The Arabist

The Arabist

By Issandr El Amrani and friends.

Beinin on Egyptian social movements

I had meant to post about these earlier, but the always excellent MERIP published two fine articles on its site recently. I'll post about them separately.

The first, by Stanford Professor Joel Beinin, is about the growing number of strikes by government (and private sector) workers who are opposing the neo-liberal policies of Gamal Mubarak and his cronies, but also looks at other issues such as why the leadership of the Muslim Brotherhood is endorsing Hosni Mubarak for another term, the rise of Al Ghad, and other protest movements that have emerged over the past year. Beinin is a specialist on left-wing movements in Egypt and the Middle East, and the author of the classic on the topic, Workers on the Nile, as well as a book on Egypt's Jewish community, The Dispersion of Egyptian Jewry, and on Iraqi Jews, The last Jews in Baghdad. He's also a frequent target of CampusWatch and similar neo-MacCarthyite organizations for his balanced views on Israel-Palestine (and he grew up in an extremely Zionist family in Brooklyn but saw the light while living in Israel.)

Beinin's article notes the growth of popular opposition movements in Egypt across different sides of the political spectrum:

Since 1952, no Egyptian head of state has been targeted directly in this manner. A taboo has been broken, and there is no telling where these popular movements may lead.

He concludes:

There is little doubt that Husni Mubarak will win even a relatively free election, assuming that he runs, because the political, media and educational infrastructure for a viable democratic political system does not exist and cannot be installed by September. A similar scenario would likely apply if the father contrived magnanimously to withdraw his name from the race in favor of the son. Consequently, the future of Egyptian politics will not be determined by the amendment of the constitution.
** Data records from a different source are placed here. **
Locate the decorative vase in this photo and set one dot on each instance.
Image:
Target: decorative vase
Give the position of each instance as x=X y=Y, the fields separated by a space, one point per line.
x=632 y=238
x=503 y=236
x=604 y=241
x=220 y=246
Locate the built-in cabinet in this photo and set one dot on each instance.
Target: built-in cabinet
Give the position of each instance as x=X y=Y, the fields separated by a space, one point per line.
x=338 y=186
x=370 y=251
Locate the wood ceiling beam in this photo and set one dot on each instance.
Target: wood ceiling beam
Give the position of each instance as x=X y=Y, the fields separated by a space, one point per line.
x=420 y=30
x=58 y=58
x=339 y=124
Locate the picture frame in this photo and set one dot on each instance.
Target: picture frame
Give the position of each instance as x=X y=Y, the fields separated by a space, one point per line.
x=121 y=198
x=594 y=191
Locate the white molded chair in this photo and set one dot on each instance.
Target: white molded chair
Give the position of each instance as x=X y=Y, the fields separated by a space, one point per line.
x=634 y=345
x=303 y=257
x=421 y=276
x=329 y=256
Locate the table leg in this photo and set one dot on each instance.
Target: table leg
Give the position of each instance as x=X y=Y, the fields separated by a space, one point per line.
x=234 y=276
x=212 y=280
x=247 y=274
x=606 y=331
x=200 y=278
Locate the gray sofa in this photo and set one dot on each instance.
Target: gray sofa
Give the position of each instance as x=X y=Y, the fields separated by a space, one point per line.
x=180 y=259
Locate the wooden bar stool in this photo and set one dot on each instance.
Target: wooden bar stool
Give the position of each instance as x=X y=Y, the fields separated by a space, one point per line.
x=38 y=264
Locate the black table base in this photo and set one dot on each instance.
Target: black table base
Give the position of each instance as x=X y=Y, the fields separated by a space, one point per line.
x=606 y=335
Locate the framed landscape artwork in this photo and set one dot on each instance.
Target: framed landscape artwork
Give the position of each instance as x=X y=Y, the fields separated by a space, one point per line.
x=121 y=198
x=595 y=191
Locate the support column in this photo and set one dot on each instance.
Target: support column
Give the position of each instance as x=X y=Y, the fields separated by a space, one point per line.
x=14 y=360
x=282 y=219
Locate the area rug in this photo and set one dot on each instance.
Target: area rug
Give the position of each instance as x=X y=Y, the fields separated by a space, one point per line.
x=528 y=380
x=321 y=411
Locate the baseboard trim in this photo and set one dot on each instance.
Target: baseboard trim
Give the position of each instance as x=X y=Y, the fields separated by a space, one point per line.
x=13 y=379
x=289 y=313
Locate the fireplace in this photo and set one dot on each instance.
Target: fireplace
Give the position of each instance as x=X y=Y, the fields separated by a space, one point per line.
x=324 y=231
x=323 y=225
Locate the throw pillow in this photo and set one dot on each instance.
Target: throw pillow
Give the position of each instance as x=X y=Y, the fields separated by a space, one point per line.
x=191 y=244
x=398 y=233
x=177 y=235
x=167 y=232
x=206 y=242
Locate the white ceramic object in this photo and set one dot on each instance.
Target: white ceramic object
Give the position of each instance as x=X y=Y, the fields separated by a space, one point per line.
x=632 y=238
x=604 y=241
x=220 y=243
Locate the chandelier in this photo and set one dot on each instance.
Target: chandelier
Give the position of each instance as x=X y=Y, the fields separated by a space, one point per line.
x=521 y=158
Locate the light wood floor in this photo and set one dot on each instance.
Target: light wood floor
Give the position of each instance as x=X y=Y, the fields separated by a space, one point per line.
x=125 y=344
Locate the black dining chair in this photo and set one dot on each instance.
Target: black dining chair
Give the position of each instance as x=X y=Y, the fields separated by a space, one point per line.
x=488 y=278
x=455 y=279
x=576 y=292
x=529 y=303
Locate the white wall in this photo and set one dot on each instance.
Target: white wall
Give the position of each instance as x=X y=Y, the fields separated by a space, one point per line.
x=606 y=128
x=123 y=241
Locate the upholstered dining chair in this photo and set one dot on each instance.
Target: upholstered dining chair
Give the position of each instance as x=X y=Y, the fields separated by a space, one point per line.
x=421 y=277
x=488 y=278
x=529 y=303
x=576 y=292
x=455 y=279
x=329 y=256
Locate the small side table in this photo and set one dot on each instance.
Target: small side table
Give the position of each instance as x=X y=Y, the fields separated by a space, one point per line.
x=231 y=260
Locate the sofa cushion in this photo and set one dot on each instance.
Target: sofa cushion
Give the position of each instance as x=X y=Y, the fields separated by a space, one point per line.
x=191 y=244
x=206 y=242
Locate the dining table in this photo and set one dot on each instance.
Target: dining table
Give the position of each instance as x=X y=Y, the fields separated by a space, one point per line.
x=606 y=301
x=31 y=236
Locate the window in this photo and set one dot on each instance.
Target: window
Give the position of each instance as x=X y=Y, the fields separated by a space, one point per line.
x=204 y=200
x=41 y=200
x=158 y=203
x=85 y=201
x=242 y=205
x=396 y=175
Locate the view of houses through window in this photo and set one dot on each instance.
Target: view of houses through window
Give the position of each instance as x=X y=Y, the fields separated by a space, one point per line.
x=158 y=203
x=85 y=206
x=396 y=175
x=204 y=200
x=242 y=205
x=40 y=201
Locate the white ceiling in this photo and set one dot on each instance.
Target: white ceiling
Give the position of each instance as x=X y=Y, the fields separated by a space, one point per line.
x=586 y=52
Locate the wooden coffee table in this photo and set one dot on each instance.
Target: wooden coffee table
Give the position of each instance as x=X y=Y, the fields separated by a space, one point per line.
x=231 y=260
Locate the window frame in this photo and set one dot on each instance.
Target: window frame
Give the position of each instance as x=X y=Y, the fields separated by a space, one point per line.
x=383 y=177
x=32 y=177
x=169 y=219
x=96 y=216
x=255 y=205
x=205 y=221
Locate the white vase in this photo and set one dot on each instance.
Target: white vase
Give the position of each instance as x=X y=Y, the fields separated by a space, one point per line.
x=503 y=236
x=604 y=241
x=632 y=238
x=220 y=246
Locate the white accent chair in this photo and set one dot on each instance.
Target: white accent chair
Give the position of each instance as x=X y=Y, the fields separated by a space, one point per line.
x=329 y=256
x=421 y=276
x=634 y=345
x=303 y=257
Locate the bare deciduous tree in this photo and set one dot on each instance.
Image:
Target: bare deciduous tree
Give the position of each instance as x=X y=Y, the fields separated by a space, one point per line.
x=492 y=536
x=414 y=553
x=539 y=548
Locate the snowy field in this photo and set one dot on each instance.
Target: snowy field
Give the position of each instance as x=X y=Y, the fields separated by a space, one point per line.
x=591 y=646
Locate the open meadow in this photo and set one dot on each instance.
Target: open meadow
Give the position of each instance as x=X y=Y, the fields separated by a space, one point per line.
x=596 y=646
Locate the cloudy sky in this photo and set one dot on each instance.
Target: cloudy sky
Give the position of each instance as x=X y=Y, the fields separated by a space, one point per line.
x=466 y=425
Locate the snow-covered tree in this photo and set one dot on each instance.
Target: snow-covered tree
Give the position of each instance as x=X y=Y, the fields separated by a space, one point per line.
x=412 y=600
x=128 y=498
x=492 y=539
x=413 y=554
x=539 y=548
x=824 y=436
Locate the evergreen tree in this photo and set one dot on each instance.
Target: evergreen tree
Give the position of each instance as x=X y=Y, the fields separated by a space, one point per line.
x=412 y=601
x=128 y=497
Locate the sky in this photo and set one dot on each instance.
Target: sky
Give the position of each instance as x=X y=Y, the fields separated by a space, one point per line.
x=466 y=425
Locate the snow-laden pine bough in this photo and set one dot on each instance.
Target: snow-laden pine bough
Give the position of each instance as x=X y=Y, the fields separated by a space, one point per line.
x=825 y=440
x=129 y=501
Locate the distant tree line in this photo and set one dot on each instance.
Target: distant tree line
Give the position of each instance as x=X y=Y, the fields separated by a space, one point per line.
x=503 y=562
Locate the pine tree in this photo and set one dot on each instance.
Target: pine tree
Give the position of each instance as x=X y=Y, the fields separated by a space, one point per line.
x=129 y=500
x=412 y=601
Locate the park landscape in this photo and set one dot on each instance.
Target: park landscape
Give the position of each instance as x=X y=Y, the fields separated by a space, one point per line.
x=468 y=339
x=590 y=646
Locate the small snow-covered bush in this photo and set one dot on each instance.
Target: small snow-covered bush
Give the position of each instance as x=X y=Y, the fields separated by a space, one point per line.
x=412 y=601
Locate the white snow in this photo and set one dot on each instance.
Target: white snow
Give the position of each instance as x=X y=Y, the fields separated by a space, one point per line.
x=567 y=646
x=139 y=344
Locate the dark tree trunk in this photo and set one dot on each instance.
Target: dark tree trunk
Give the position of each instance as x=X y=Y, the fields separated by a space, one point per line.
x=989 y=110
Rather, it will depend on whether these popular political initiatives are capable of building a social movement for change. While such a movement has not yet coalesced, challenges to the regime by human rights activists, workers and other marginalized strata show no sign of abating and are becoming increasingly sharp. Ahmad Sayf al-Islam, the director of the Hisham Mubarak Law Center, assisted Human Rights Watch in its investigation of the al-Arish detentions. At the HRW press conference he accused the government of breaking into his home and stealing his laptop computer for a second time two days earlier. Sayf al-Islam’s exceptionally bold public statement addressed itself to “tyrants, pharaohs of Egypt” and concluded, “the fish starts rotting from the head. Don’t you smell the rot of our fish?”

The most interesting part, about the strikes and resistance to privatization, is an important reflection on how the Egyptian regime is adopting market globalization to ensure it meets approval from Washington and elsewhere, as always at the expense of local people.